Film review: Brooklyn (Director: John Crowley)
By Sascha Krieger
It’s hard to put it any other way: Brooklyn is a strange film. It tells the story of Eilis, a young woman from 1950s small town Ireland who emigrates to america. Shy, lost and homesick at first, she finds love in the shape of an Italian-American plumber. Then her beloved sister dies, she return home to comfort her mother and suddenly finds the life open to her here that she went away to find. There’s even a man who loves her. But small town life strikes back and she realise where her heart lies. In the film’s final scene, she meets her husband (they married just before she left) and they kiss. The end. Sounds cheesy? Well, it is. Colm Tóibín, one of Ireland’s finest writers, Nick Hornby, a long time star of Britain’s literary scene and accomplished director John Crowley (Boy A) combine an utterly sentimental fairy tale of a young woman finding herself and being fulfilled in true love.
The plot is as contrived as it can be, most characters two-dimensional stereotypes. Everyone is really lovely, maybe except from the small town shop keeper who, however, is a rather feeble villain. The turns of the story test the borders of the credible, particularly the final one is almost painful to observe. For two masters of the English language, much of the dialogue is surprisingly bland. The narration is conservative and cliché-ridden. Take, for example the Brooklyn parish Christmas dinner for lonely old man from Ireland: half-way through, one gets up and sings a sad (!) song (!!) in Irish (!!!) while Yves Bélanger’s camera sweeps across the tired old faces (!!!) and moves on to the next scene with the music still in the air (!!!!!). There is plenty of this in the film, sentimental standard fare that wouldn’t look out of place in a soap opera. Add Michael Brook’s intrusive music and you have a film drenched in sentimentality and cliché, devoid of any hint of originality.
But then, there is Saoirse Ronan. The actress playing Eilis is the centerpiece of this film, the lens through which we see it unfold. She is present in every scene, the camera usually close to her face which at first seems hardly readable. But the more we look, the more we’re intrigued by the subtle changes taking place there, the soft, slow opening and blooming as Eilis gains self-confidence and allows herself some happiness. And just as sudden, a lot of it makes sense: the soft, sometimes almost misty light, the out of time quality of both Enniscorthy and Brooklyn which seem hardly separable, the fairy-tale narrative style. This is her story, as she sees and feels it and if it appears simplistic and unreal and strangely devoid of drama than this is due to the dream that Eilis thinks and hopes she is living. Sure, a lot of the film’s narrative technique is downright crude: take, for another example, the framing story of the two ship journeys. On the first, the inexperienced girl is mentored by an experienced traveler, on the second, it is her who is doing the mentoring. But even here, it is the change in Eilis that captures the viewer’s eye, not the contrived narrative construction.

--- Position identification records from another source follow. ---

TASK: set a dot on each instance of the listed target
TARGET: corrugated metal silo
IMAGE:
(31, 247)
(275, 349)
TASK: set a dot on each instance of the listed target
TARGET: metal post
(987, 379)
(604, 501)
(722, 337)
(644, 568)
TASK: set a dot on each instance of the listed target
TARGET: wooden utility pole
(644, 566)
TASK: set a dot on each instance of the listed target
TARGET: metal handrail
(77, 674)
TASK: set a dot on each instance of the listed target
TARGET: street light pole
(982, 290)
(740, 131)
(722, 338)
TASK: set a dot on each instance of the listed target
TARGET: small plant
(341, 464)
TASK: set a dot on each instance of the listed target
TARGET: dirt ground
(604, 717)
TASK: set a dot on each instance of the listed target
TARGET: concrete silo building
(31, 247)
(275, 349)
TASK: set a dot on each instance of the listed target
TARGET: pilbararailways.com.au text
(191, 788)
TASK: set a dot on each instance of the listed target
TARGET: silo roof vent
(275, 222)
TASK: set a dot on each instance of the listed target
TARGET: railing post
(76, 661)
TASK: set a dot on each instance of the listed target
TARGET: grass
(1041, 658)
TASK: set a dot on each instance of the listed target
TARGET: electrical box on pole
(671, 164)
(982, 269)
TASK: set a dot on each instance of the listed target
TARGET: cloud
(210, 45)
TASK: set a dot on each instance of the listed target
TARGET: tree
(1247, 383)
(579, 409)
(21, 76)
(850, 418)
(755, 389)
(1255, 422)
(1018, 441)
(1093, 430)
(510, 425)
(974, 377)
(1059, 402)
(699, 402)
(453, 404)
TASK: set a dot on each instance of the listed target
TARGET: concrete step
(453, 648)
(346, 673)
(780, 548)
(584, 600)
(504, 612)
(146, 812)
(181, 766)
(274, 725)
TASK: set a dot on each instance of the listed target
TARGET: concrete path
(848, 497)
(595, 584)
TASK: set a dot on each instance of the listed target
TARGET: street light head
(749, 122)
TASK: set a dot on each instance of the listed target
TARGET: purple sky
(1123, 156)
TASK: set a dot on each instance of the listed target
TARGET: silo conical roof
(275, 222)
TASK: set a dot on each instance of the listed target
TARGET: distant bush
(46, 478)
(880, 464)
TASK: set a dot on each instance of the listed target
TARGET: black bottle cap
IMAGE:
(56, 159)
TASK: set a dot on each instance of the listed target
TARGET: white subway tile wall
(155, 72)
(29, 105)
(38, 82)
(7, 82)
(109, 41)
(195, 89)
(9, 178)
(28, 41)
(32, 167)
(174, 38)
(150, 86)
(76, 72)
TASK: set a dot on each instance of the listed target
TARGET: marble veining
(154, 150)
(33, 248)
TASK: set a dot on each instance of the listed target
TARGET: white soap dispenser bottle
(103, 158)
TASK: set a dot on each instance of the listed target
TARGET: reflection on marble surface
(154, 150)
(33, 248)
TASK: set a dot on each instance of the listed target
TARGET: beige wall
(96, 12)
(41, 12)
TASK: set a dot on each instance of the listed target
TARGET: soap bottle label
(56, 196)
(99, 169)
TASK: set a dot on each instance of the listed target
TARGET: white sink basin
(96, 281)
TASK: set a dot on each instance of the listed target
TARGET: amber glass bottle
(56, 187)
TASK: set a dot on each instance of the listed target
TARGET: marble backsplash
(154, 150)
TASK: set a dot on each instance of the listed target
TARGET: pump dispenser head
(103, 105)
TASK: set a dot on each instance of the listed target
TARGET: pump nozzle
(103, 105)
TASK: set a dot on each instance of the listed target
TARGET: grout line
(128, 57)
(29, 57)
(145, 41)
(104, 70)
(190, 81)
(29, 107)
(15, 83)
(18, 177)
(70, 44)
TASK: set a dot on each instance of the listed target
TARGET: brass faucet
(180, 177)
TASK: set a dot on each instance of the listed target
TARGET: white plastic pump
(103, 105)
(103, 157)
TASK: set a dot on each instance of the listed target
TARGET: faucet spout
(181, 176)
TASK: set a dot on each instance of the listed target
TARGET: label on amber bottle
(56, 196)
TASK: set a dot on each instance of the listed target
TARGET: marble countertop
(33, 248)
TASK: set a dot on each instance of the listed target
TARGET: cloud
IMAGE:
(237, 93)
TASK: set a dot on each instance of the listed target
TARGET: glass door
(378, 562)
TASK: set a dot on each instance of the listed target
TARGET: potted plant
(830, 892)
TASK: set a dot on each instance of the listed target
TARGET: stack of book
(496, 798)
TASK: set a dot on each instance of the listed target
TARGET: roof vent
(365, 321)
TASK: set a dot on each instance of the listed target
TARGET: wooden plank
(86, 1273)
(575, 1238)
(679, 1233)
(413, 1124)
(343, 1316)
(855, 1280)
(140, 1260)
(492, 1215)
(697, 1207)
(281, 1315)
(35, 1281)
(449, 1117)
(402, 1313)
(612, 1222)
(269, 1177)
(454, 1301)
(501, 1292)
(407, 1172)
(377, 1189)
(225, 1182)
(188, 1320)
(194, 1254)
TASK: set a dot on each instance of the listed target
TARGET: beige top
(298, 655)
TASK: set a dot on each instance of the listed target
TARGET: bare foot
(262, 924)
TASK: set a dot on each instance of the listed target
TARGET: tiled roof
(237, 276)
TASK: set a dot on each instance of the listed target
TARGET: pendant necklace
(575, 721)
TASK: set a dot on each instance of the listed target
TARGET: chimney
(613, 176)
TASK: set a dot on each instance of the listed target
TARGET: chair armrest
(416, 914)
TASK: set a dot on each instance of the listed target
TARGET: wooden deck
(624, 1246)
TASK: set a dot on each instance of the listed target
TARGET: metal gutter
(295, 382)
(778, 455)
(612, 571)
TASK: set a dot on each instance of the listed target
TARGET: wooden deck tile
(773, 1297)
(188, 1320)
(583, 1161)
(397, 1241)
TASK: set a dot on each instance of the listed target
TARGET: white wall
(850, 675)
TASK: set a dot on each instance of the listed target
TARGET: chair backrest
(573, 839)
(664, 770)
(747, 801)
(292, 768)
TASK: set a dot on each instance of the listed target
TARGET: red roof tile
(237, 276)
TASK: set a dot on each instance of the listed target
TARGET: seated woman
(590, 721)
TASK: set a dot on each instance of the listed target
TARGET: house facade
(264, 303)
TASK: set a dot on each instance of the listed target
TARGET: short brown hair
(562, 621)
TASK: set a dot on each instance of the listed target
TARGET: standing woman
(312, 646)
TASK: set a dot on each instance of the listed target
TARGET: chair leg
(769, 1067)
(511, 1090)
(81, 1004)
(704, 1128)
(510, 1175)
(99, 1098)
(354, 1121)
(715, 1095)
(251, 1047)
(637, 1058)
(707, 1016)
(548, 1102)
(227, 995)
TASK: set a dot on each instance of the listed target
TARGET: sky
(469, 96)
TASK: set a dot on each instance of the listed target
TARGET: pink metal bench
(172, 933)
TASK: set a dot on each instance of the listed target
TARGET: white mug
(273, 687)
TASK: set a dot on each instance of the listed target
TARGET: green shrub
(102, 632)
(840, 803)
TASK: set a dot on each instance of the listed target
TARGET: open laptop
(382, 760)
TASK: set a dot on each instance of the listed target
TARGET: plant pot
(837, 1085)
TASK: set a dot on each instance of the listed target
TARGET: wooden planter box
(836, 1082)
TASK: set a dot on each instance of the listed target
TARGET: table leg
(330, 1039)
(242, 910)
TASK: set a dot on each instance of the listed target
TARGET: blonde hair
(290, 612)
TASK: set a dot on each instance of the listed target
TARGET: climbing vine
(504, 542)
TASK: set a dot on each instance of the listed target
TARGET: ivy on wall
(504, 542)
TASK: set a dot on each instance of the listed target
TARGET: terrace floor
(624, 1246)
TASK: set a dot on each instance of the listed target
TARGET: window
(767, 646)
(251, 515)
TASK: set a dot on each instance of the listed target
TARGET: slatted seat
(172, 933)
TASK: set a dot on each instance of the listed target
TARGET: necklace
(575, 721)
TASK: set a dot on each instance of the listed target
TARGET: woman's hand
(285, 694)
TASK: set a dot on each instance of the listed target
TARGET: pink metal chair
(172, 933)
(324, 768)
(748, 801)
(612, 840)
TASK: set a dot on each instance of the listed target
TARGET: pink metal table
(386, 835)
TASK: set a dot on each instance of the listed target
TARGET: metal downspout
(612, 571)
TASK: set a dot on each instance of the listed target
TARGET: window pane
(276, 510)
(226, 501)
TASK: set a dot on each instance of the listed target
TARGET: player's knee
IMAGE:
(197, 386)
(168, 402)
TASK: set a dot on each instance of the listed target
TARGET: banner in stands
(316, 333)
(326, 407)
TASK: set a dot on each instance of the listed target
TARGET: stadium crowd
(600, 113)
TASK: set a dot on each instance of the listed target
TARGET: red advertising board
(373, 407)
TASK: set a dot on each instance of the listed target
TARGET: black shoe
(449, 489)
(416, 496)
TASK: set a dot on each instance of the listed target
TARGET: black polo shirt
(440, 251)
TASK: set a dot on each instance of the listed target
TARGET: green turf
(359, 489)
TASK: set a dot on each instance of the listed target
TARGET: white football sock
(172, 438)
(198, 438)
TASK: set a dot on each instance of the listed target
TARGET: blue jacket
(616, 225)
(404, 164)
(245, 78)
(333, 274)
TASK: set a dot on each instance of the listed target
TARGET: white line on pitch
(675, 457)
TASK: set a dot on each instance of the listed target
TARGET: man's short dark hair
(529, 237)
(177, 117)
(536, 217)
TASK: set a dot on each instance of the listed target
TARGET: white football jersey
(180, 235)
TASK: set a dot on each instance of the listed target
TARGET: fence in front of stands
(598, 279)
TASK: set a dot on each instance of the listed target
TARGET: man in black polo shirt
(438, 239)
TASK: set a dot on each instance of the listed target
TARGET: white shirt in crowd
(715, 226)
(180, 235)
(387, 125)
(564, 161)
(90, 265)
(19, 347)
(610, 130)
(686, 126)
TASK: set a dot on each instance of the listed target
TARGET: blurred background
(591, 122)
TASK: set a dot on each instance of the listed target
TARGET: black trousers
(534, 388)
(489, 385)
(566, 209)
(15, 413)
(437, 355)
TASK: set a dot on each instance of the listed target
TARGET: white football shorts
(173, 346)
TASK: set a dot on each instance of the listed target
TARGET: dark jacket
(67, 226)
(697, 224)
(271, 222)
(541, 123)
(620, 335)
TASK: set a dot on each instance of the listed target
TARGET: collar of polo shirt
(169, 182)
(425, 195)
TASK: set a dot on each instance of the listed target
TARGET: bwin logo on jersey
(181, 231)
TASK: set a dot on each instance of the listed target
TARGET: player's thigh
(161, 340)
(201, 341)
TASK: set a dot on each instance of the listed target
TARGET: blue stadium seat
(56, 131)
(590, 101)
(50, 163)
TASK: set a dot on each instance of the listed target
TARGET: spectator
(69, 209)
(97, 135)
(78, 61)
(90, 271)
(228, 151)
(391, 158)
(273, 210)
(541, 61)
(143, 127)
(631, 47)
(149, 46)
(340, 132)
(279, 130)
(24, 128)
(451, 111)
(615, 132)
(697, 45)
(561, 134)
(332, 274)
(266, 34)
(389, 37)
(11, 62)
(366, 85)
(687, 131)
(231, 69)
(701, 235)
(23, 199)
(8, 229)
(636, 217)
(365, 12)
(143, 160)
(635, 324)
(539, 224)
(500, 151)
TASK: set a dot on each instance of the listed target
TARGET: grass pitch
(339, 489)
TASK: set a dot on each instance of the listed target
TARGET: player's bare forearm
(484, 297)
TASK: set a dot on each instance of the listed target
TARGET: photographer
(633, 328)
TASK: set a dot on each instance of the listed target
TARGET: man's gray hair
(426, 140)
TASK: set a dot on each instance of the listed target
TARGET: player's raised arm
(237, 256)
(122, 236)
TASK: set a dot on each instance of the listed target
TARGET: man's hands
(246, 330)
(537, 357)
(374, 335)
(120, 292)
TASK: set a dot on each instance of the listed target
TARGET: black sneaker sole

Brooklyn is not a film about immigration, it is not a film about Ireland or the United States, not a film about poverty, hardship (Eilis‘ background is not one of destitution, the Ireland of Angela’s Ashes is light-years away) and redemption. It is a filmed schoolgirl’s dream about true love in a friendly universe, one that is friendly because you are, that’s open to you because you are to it. A fairy-tale, a dream, an opening of the mind and heart. Brooklyn is a coming of age story turned on its head: it is not the waking up to the harsh reality of life, the overcoming of obstacles, it is the opening of possibilities, the acceptance that the world might be good and you could find a place in it. Sentimental, simplistic, undercomplex, contrived? Yes, Brooklyn is all that. But it also excels in a strange kind of beauty exemplified by Ronan’s innocent and string face. There is so much wrong with it that it could fill several pages. But in the end, through some sort of magic, it hardly seems to matter. As I said, it’s a strange film.